[From Leech's Guide, 1861]
In placing before the public the present edition of this Guide to the Isle of Man, the publisher acknowledges the very marked preference hitherto given to its perusal by the more respectable visitors to this rising watering place. In originally publishing this little work it was not intended to make it a book of reference for the geologist, or as an elaborate civil and ecclesiastical history, which properly belongs to works bearing a more significant title than this small publication assumes, but simply as a companion to the tourist in quest of spending a few days, both with pleasure and profit, while he may be withdrawn from the busier engagements of active life.
It is scarcely necessary to inform the intending visitor to the Isle of Man how he may best reach this favourite resort, since one, at least, of the Isle of Man Companys steamers leaves the New Landing Stage, Liverpool, for Douglas, every morning during the summer months; usually commencing the daily trip to and from the Island on Whit-Monday; while the voyage from the same place to Ramsey and back is only performed twice each week, the same boat making a by-weekly voyage from Ramsey to Whitehaven and back. This latter route to and from the Island is fast becoming the more favourite one, as the voyage in summer is generally performed in two and a half hours, a considerable boon to ladies and children, and those who are prostrated by sea sickness.
In order to make this little work of more extensive public use, the present edition contains a compendium of information generally sought by visitors, including a list of the Ministers of Religion and Places of Worship, Bankers, Post Offices, Lodging Houses, together with a Consulting Directory of those Tradesmen more especially in the request of strangers.

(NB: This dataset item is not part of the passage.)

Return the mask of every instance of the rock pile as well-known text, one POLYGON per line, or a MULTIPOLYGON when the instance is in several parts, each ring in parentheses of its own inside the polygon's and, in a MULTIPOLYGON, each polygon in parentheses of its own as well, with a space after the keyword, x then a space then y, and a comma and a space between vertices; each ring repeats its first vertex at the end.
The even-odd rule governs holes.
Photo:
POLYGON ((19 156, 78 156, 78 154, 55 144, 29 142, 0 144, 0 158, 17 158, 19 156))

It was intended to give a chapter exclusively on the Ferns of the Island, which have attracted such general notice of late years, but as it would be impossible to do justice to that extensive department within our circumscribed limits, a passing allusion must for the present suffice. The Island abounds with choice specimens of this production of nature, many of which may be gathered in the hedge-rows and fields on the road side between Ramsey and Laxey. As the tourist has frequent relaxation in walking the hilly roads between these places, he may, if he has a taste for ferns, collect a few natural productions for transplanting into his domestic fernery. Many other parts of the Island may be found equally productive such as Ballure Glen, the hedge which surrounds Ballaugh parish church, and also the hill sides between the latter place and Ramsey.

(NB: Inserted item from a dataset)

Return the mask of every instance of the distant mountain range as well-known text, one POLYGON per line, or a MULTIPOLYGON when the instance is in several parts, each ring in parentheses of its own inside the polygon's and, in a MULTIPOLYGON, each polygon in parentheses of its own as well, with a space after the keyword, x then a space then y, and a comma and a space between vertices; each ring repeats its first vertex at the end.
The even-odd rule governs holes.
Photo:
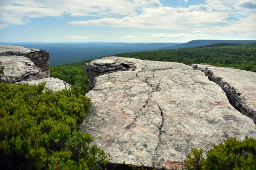
MULTIPOLYGON (((57 65, 99 58, 116 54, 171 49, 223 43, 247 44, 256 40, 195 40, 186 43, 124 43, 124 42, 1 42, 0 44, 21 46, 30 48, 41 48, 49 52, 50 65, 57 65)), ((234 45, 234 44, 233 44, 234 45)))
POLYGON ((226 43, 237 43, 237 44, 250 44, 256 43, 256 40, 193 40, 186 43, 170 45, 169 47, 164 47, 160 49, 171 49, 183 48, 189 47, 197 47, 199 46, 205 46, 212 44, 226 43))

It may not be out of place to remind visitors that there are no stamps of any kind (except postage) used on the Island, and consequently none to be bought. Persons in the habit of using receipt and other stamps in the mother country can hardly refrain from the usage, nor is it always desirable when sending to England, although a receipt given in the Island is equally effective without as with a stamp; but for general bill purposes, where frequent endorsement occurs, it is needful to adhere to English rule, hence parties should supply themselves with Bill and Receipt Stamps before leaving home.